2. What is the etiopathogenesis  of liver abscess in a chronic alcoholic patient ? ( since 30 years - 1 bottle per day)

Ans- Etiologic factors:

·       Entry of pathogen

·       Content of alcohol

·       Cirrhotic condition of liver 

·       Immune status of the host

·       Nutritional status of the host

·       Sanitary conditions

Pathogenesis:

·       Alcohol induced hepatotoxicity

·       Depression of immune system due to alcoholism

·       Poor nutritional status



 

3. Is liver abscess more common in right lobe ?

Ans- Right hepatic lobe is larger than the left hepatic lobe. Therefore more blood supply to the right lobe and hence more chances of pathogens entering the liver via the right lobe through the hematogenous route. 

 

4.What are the indications for ultrasound guided aspiration of liver abscess ?

Ans- Indications for USG guided aspiration of liver abscess

1.     Large abscess more than 6cms

2.     Left lobe abscess

3.     Caudate lobe abscess

4.     Abscess which is not responding to drugs


B) Link to patient details:

https://63konakanchihyndavi.blogspot.com/2021/05/case-discussion-on-liver-abcess.html

QUESTIONS:

1) Cause of liver abcess in this patient ?

Ans- Most common cause of a liver abscess is amoebic infection are caused by Entamoeba histolytica. 

The pyogenic abscesses can also be a potential cause by bacteria that include E.coli, Klebsiella, Streptococcus, Staphylococcus, and anaerobes.

 

2) How do you approach this patient ?

Ans- Treatment approach includes the following:

  • ·       Sulbactam + Cefoperazone
  • ·       Metronidazole
  • ·       Optineurin
  • ·       Tramadol
  • ·       Acetaminophen
  • ·       Paracetamol

3) Why do we treat here ; both amoebic and pyogenic liver abcess? 

Ans- We treat the paient for both amoebic and pyogenic abcess  so that we dont rely only on anti-amebic therapy and insure comple treatment of the cause

4) Is there a way to confirmthe definitive diagnosis in this patient?
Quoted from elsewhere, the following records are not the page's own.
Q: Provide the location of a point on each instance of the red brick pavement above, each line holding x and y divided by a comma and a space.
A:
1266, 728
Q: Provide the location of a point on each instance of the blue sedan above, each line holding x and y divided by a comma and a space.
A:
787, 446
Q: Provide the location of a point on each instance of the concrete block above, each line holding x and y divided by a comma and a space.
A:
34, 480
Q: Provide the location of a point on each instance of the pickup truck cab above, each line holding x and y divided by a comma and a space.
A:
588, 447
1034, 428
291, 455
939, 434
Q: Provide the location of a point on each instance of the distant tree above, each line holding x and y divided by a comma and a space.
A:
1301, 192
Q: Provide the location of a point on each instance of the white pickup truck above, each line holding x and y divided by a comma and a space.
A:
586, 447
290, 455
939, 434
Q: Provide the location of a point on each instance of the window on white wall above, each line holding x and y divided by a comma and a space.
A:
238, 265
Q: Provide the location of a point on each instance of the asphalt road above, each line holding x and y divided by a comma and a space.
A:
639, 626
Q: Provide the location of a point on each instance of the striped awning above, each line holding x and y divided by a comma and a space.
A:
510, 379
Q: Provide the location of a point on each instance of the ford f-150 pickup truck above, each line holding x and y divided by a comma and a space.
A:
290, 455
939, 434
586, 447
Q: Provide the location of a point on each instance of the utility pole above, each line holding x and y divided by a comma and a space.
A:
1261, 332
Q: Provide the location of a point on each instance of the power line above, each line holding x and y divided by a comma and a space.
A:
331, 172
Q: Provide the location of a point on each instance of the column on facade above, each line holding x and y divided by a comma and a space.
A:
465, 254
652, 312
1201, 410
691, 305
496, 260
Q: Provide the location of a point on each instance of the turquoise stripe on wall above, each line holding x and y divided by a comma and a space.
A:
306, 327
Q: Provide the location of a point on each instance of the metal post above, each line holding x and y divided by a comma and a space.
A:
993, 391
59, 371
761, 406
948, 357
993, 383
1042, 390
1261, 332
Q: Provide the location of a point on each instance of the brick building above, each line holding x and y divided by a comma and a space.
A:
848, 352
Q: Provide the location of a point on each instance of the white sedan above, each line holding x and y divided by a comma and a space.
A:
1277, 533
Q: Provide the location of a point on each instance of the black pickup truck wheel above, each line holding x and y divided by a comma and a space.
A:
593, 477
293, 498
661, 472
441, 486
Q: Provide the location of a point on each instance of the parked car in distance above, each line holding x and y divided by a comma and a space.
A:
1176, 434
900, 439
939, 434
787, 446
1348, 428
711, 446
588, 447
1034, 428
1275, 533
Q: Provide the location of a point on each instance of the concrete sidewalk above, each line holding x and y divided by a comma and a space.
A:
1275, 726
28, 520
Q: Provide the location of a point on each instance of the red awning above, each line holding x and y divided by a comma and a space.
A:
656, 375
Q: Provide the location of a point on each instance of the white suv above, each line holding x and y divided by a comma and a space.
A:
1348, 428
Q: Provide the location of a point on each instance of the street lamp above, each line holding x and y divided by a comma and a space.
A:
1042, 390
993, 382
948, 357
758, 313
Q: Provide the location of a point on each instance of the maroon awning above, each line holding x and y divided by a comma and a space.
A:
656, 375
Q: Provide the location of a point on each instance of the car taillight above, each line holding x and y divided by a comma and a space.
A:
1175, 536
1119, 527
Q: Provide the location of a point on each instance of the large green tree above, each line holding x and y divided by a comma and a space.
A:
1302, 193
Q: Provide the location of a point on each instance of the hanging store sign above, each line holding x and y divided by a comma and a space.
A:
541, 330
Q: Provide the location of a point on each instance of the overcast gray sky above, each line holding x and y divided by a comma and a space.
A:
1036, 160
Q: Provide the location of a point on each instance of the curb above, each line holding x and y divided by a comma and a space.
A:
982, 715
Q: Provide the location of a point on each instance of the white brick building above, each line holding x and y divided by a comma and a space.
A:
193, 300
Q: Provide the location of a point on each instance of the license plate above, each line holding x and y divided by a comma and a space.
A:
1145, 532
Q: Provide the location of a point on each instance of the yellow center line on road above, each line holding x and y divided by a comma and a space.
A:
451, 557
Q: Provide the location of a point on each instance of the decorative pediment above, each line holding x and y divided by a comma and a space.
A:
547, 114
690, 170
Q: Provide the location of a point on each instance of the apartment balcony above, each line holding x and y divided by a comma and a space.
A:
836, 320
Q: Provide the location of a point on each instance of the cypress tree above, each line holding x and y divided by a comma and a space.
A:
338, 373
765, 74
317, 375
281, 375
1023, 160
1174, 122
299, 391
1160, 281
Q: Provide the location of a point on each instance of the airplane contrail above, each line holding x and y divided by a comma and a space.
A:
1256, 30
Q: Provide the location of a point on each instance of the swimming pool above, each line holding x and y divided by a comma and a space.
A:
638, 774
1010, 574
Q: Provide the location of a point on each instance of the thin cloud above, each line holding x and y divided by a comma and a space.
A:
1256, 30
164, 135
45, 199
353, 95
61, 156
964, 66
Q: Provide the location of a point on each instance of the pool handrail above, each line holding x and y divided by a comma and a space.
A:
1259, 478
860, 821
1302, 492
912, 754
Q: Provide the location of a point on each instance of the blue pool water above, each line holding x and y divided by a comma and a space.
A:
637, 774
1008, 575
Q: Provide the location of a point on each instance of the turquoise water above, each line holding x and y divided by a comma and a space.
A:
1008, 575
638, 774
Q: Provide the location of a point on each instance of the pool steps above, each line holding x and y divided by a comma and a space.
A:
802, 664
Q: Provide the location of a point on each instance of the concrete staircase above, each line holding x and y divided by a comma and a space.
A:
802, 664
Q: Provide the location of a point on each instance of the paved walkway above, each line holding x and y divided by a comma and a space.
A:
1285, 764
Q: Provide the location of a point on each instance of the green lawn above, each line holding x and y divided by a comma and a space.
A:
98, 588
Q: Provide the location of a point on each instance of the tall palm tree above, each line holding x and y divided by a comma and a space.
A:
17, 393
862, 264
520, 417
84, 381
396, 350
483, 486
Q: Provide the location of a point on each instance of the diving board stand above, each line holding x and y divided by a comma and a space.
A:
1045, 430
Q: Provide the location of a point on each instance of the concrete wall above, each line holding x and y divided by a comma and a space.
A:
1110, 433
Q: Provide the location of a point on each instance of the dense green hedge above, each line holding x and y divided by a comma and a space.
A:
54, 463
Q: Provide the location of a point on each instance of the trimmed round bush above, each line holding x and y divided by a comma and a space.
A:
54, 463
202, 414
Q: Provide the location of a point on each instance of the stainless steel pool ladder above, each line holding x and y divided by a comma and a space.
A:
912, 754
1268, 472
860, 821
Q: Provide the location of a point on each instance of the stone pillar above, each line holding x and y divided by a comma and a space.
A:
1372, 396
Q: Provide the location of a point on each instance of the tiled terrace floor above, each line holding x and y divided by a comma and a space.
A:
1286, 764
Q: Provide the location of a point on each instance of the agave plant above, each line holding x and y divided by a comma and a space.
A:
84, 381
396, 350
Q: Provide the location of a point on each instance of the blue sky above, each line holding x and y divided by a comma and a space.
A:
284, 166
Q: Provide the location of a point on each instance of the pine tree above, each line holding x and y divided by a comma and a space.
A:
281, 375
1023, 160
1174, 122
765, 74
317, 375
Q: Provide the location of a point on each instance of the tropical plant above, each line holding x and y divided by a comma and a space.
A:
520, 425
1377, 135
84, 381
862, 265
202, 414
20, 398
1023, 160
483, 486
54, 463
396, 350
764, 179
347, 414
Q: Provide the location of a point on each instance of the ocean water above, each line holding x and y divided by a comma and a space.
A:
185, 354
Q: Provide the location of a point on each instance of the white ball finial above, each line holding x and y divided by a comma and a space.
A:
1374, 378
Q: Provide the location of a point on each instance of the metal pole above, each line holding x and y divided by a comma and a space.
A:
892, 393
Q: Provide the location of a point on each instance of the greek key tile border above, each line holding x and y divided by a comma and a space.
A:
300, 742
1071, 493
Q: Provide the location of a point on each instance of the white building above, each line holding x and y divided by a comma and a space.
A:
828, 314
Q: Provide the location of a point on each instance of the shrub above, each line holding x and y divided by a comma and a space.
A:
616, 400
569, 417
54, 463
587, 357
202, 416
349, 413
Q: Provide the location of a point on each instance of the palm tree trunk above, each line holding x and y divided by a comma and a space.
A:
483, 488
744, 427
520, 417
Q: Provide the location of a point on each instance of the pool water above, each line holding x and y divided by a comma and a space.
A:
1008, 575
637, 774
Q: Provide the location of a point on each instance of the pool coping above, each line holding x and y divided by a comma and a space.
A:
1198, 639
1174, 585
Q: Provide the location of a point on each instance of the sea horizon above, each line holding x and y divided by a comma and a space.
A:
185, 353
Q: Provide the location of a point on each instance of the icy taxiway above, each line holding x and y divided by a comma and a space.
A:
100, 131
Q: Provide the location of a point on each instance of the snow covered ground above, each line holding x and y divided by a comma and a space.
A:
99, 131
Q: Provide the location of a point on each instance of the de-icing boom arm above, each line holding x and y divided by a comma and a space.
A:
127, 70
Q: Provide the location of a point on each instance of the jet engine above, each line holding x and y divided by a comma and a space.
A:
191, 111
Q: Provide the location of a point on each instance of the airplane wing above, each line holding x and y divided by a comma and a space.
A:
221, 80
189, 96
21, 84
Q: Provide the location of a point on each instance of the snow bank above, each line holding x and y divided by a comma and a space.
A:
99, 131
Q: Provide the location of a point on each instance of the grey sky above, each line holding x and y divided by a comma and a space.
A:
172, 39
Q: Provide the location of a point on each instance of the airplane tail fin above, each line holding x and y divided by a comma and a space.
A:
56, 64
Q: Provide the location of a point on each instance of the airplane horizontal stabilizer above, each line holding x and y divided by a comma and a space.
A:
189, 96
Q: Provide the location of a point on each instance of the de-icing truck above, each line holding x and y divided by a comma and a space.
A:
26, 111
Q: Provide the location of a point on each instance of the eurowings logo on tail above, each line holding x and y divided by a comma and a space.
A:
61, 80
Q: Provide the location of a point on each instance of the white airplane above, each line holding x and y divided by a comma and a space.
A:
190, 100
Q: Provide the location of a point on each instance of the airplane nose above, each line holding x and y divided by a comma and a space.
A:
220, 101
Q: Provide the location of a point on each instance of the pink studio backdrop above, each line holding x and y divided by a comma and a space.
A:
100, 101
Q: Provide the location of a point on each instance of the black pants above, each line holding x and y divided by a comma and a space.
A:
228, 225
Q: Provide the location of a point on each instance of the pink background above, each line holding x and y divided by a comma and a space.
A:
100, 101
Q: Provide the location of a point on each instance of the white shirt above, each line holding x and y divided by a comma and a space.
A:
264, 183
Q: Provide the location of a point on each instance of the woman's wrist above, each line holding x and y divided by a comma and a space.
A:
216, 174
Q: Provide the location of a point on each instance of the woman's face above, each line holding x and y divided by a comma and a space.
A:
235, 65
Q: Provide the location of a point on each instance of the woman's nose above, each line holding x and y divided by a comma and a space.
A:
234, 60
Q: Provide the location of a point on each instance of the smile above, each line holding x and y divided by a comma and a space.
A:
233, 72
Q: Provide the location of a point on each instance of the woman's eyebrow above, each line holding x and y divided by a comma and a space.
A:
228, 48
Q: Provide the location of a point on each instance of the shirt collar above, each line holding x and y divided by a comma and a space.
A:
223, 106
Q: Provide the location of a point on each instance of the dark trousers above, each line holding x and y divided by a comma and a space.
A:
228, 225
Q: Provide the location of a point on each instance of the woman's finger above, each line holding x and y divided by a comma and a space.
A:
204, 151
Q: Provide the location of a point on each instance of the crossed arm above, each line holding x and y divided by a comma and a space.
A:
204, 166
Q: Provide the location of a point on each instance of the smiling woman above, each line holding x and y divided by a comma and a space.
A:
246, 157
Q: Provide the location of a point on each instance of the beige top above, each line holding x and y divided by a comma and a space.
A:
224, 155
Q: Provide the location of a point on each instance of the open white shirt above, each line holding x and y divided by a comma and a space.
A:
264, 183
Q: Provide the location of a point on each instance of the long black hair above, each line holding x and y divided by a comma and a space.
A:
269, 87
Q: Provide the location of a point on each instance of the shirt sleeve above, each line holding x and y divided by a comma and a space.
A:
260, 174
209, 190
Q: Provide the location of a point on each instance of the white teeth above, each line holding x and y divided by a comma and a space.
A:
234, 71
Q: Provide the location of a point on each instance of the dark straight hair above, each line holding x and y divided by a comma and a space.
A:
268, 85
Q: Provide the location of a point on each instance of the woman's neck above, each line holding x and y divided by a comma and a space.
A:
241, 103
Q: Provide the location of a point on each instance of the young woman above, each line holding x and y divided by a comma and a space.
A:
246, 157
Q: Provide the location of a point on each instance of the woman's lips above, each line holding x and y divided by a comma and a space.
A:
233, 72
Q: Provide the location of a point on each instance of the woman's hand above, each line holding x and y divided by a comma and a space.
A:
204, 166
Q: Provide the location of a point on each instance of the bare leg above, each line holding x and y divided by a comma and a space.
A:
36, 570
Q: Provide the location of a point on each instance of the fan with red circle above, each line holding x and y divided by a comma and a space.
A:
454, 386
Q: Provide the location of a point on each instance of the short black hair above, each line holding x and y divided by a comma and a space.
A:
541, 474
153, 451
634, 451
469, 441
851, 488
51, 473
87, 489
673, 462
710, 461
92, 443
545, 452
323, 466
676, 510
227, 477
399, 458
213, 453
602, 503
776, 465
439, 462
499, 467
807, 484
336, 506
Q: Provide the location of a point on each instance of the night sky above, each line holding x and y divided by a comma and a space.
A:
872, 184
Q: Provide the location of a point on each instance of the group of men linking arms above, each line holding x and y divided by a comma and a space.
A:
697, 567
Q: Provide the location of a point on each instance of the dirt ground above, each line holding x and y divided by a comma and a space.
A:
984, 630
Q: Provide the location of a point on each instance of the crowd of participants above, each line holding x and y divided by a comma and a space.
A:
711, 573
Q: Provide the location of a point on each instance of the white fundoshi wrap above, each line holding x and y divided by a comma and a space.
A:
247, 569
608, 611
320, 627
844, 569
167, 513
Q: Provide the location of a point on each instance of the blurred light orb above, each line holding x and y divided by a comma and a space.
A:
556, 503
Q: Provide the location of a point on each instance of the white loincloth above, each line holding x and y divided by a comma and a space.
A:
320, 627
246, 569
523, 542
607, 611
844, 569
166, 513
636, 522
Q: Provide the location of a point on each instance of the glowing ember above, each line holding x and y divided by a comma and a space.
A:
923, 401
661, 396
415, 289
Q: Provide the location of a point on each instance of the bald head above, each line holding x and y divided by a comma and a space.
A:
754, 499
Ans- Aspiration and culture of the aspirated fluid can help us draw a definitive diagnosis

 

8) Infectious disease (Mucormycosis, Ophthalmology, Otorhinolaryngology, Neurology) 10 Marks 

A) Link to patient details:

http://manikaraovinay.blogspot.com/2021/05/50male-came-in-altered-sensorium.html

Questions :

1) What is the evolution of the symptomatology in this patient in terms of an event timeline and where is the anatomical localization for the problem and what is the primary etiology of the patient's problem?

Ans- The evolution if symptomatology is as follows:

  • ·       Diagnosed with hypertension 3 years ago
  • ·       Fever since 10 days
  • ·       Facial puffiness, periorbital edema and Right sided hemiparesis since 4 days

·       Altered sensorium since 2 days 

Anatomical localization:  Infarcts in frontal and temporal lobes of brain

Primary etiology: Mucormycetes infection causing rhino-orbito-cerebral mucormycosis

 

2) What is the efficacy of drugs used along with other non pharmacological  treatment modalities and how would  you approach this patient as a treating physician?

Ans- The treatment modality in this patient includes:

1.Itraconazole: 

MOA: Itraconazole acts by inhibiting the fungal cytochrome P-450 dependent enzyme lanosterol 14-α-demethylase. When this enzyme is inhibited it blocks the conversion of lanosterol to ergosterol, which disrupts fungal cell membrane synthesis

Indication: Itraconazole is the only marketed azole drug that has in vitro activity against Mucorales. There are case reports of successful therapy with itraconazole alone .However, as mentioned above, itraconazole prophylaxis has been described as a risk factor for breakthrough mucormycosis

 

3) What are the postulated reasons for a sudden apparent rise in the incidence of mucormycosis in India at this point of time? 

Ans- The reasons for sudden rise of mucormycosis cases in India include:

  • ·       COVID-19 infection among diabetic patients in whom there is lower immunity.
  • ·       Increased dose of steroid usage and also because of lower availability of remdesivir , tocilizumab leading to dependence on steroids for treatment. 
  • ·       Use of ordinary water instead of sterile water in humidifiers.